O ocidente, liderado pelos Estados Unidos, entrou mais tarde nesse conflito, eventualmente bombardeando as forças e o país desse homem mau (refere-se a Milosevic) para proteger os albaneses do Kosovo. O ocidente organizou esse Tribunal (refere-se ao TPIJ) em 1993 pata lidar com os crimes de Milosevic e de outros, e esse Tribunal, embora com alguma dificuldade, dada a lenta cooperação do Ocidente e a obstrução por parte dos Sérvios, prestou o serviço encomendado, se bem que não se possa concluir que tenha de algum modo contribuído para a causa da justiça e reconciliação (p. 175). 

É interessante que os Estados Unidos tenham recusado qualquer cooperação com o Tribunal Criminal Internacional, devido a suposta ameaça de poderem ser apresentadas acusações contra cidadãos dos EUA com base numa agenda ‘politicamente motivada’ do TCI. Contudo, os EUA nunca temeram isso do PTIJ Tribunal Penal Internacional para a ex-Jugoslávia), devido ao seu papel crucial na organização do Tribunal, financiando-o (juntamente com os seus mais próximos aliados da OTAN), fornecendo pessoal, escrutinando os seus juízes e promotores, garantindo-lhe a força a sua força policial, fornecendo-lhe informações e dando-lhe apoio político (176).

A proteção às testemunhas de acusação foi uma das especialidades do juiz Richard May no julgamento de Milosevic. [...] O experiente advogado canadense Edward Greenspan ficou indignado com o facto de May ter violado “o conhecido princípio de nenhum juiz poder arbitrariamente fixar um limite de tempo ou interferir num interrogatório”.

[...] o funcionário judicial britânico, observou que “em nenhum momento durante este processo o juiz (...) determinou um limite de tempo para a acusação.
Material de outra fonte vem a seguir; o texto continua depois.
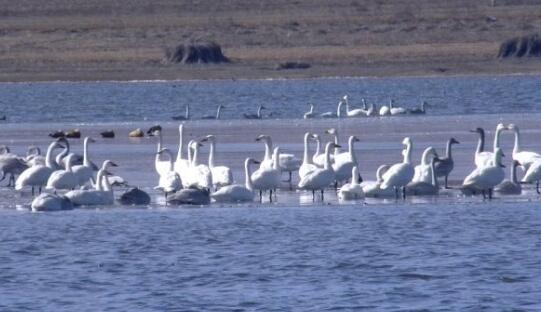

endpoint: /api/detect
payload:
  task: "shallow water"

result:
[0,76,541,311]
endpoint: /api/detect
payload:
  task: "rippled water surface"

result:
[0,76,541,311]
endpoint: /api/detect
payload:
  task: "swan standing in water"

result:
[15,141,64,195]
[435,138,460,188]
[201,104,225,120]
[171,104,190,120]
[252,147,282,202]
[462,148,505,199]
[299,132,318,179]
[65,160,117,206]
[361,165,396,197]
[473,123,507,167]
[45,154,79,193]
[72,137,96,186]
[201,135,233,189]
[332,135,362,186]
[30,193,73,211]
[494,160,520,195]
[174,124,190,177]
[406,157,440,195]
[299,142,339,200]
[507,124,541,170]
[147,125,170,176]
[319,101,344,118]
[343,95,374,117]
[303,104,316,119]
[210,158,259,203]
[154,148,182,199]
[338,166,364,200]
[381,137,415,198]
[411,146,438,183]
[243,105,266,119]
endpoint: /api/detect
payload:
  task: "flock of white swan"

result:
[0,117,541,210]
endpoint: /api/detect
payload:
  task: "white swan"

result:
[15,141,64,195]
[343,95,373,117]
[299,132,318,179]
[406,157,440,195]
[30,193,73,211]
[338,166,364,200]
[72,137,96,185]
[507,124,541,170]
[174,124,190,177]
[299,142,337,200]
[332,135,360,183]
[302,104,316,119]
[65,160,117,206]
[494,160,520,195]
[361,165,396,197]
[243,105,266,119]
[184,140,212,189]
[201,104,225,120]
[319,101,344,118]
[45,154,79,192]
[462,148,505,198]
[201,135,233,188]
[411,146,438,183]
[381,137,415,198]
[154,148,182,198]
[252,147,281,202]
[474,123,508,167]
[210,158,259,203]
[147,125,169,175]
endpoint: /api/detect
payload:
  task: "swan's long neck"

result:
[83,138,90,167]
[404,142,411,164]
[244,159,254,191]
[351,166,359,185]
[476,131,485,154]
[265,137,272,160]
[302,132,312,164]
[272,147,280,170]
[209,140,216,168]
[45,143,55,168]
[323,143,332,170]
[177,125,184,160]
[493,129,502,152]
[94,169,104,191]
[348,137,357,164]
[445,140,452,158]
[513,129,522,154]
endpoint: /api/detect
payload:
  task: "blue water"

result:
[0,76,541,311]
[0,76,541,122]
[0,202,541,311]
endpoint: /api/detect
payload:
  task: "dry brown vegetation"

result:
[0,0,541,81]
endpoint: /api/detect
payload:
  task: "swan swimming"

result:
[210,158,259,203]
[298,142,337,200]
[338,166,364,200]
[201,135,233,188]
[381,137,415,198]
[462,147,505,199]
[15,141,64,195]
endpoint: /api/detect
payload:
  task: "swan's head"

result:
[470,127,485,135]
[402,137,411,146]
[325,128,338,135]
[147,125,162,136]
[496,122,508,131]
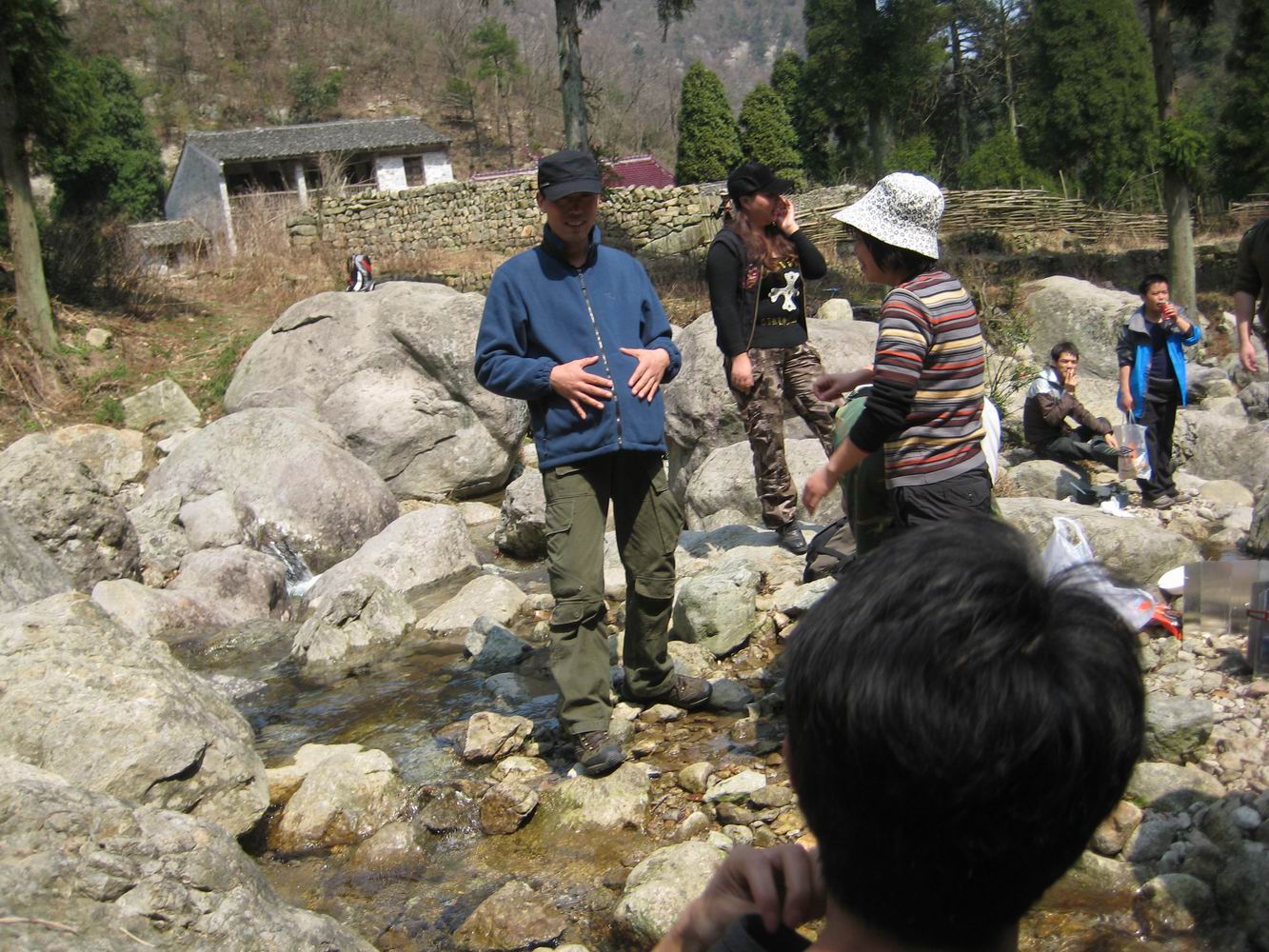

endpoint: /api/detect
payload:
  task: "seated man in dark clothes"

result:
[656,517,1143,952]
[1022,340,1120,469]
No entanto, quando foi a vez de Milosevic interrogar a testemunha, o juiz May instruiu que fosse colocado um prazo nesse procedimento”.

Que quando o Sr. Buyo “um comandante do UÇK na área do Racak, este foi pressionado por Milosevic quando o apanhou em contradição e com a testemunha claramente em apuros, o juiz May instruiu: “Passe adiante Sr. Milosevic, já elaborou o bastante sobre este ponto””.

Em contraste, o juiz May não permitiu que Milosevic citasse os artigos do “Le Monde” e do “Le Figaro”, que levantam sérias dúvidas sobre a natureza do incidente de Racak, no seu contrainterrogatório a William Walker” (p. 194/5/6/7).